Summary: After Thomas had witnessed the risen Jesus he doubted no more. It might of been too good to be true but he had witnessed it first hand and that always helps.
TOO GOOD TO BE TRUE?
We live in a sceptical world where human nature finds it difficult to believe in anything good.
In fact we find it easy to believe in something bad and prefer to believe in a white lie rather than believe in the truth.
We say, "its too good to be true."
But how rarely, if ever, do we hear the words, "its too bad to be true?"
For us, bad news is readily believable, but the good news is almost unbelievable.
Thomas reflects the same attitude in today's Gospel – human nature hasn’t changed a bit!
He was not present that first Easter Sunday when the risen Christ appeared to His apostles.
They told Thomas about it.
They tried to convince him of the reality of the resurrection, but he would not believe it.
Perhaps Thomas could not believe them because, in his scheme of thinking, such an event was simply too good to be true…. Doubting Thomas.
Among the disciples, Thomas is known as the doubter, but he was a selective doubter.
When Jesus told His disciples that He was going to Jerusalem on that final fateful journey everyone was against it.
They reminded Jesus that the last time He was there an angry mob had threatened to stone Him to death.
It would be too dangerous to go back so they naturally did their best to talk Jesus out of it.
But when it became apparent that He was going anyway, Thomas said to the rest of the disciples, "Let us go along to die with Him."
A courageous statement, yet we don’t remember him for it, if we did perhaps we would call him “Courageous Thomas.”

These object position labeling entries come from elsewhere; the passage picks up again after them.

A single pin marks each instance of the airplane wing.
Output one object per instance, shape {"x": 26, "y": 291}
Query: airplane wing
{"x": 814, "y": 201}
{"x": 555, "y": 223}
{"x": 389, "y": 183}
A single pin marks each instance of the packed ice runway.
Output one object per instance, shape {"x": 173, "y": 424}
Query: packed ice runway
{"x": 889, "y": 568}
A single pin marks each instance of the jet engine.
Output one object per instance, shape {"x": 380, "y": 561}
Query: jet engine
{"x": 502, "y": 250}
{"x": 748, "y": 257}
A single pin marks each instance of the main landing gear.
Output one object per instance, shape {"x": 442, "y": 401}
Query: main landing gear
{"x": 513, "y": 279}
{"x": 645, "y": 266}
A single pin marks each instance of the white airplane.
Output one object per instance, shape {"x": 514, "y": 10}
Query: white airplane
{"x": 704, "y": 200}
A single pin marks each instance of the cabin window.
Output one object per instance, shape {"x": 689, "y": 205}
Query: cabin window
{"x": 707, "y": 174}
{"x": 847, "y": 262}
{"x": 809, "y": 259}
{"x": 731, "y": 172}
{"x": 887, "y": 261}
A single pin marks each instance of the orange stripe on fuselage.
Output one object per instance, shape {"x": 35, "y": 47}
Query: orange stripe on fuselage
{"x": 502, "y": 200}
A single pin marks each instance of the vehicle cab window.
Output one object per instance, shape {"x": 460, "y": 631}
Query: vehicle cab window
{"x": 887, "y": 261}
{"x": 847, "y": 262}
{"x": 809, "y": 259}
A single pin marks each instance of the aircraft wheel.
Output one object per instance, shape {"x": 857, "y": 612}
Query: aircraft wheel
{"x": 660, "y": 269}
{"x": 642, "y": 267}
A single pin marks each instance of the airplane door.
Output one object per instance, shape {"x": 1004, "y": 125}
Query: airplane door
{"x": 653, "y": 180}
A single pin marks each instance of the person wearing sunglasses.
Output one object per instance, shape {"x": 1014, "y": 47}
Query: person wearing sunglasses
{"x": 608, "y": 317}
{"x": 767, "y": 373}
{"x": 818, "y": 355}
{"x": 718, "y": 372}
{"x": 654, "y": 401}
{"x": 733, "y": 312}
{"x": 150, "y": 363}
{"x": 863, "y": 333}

Thomas’ doubt in the resurrection shows his human nature, belief that something bad could happen, the crucifixion, but he couldn't believe in a good event, the resurrection.
Thomas was sceptical as many are today.
3 students were walking through a French village one Good Friday afternoon and they noticed crowds of people going to the church to make their confession.
The students began to discuss this and about the survival of religion, which they described as superstition.
One of them was then given this challenge, ‘Will you go into this church and tell the priest what we have been discussing?’
‘Sure, I will,’ he said, and went in.
He said to the priest, ‘Father, I have come here merely to tell you that Christianity is a dying institution and that religion is nothing more than a superstition.’
The priest looked at the young man and said, ‘Why did you come here, my son, to tell me this?’
And the student told him of his conversation with his friends. The priest listened carefully and then said:
‘All right, I want you to do one thing for me before you go. You accepted the challenge of your friends and came here; now accept my challenge to you.
Walk up to the chancel and you will find there a large wooden cross and on it the figure of Jesus crucified.
I want you to stand before that cross and say these words: ‘Jesus died for me and I don’t care a damn’
The student looked defiant but, to save face, agreed.
He went up and stood before the cross and said: ‘Jesus died for me and I don’t care a damn.’
He came back to the priest and said, ‘I have done it.’
‘Do it once more,’ said the priest; ‘after all, it means nothing to you.’
The student went back and looked at the cross for some time and the figure on it, and then he stammered it out: ‘Jesus died for me and I don’t care a damn.’
He returned to the priest and said, ‘I have done it; I am going now. The priest stopped him.
‘Once more,’ he said, just once more and you can go.
The young man walked up to the chancel and looked at that cross again, and at the Crucified. He stood there for a long time.
Thomas must have seen many crucifixions, but he had never witnessed a resurrection.
Perhaps most of us sometimes are sceptical and inclined to look to the future with a spirit of despair.
We expect the worst and have little or no faith in the best.
We speak of "the good old days." As if we believe that the best times are behind us.
If these are the bad times, the worst are yet to come.
That kind of attitude is unhealthy as it leads to apathy.
If things are only going to get worse and worse, and there is nothing that anyone can do about it, why should we even bother to try?
If war is inevitable, why work and pray for peace?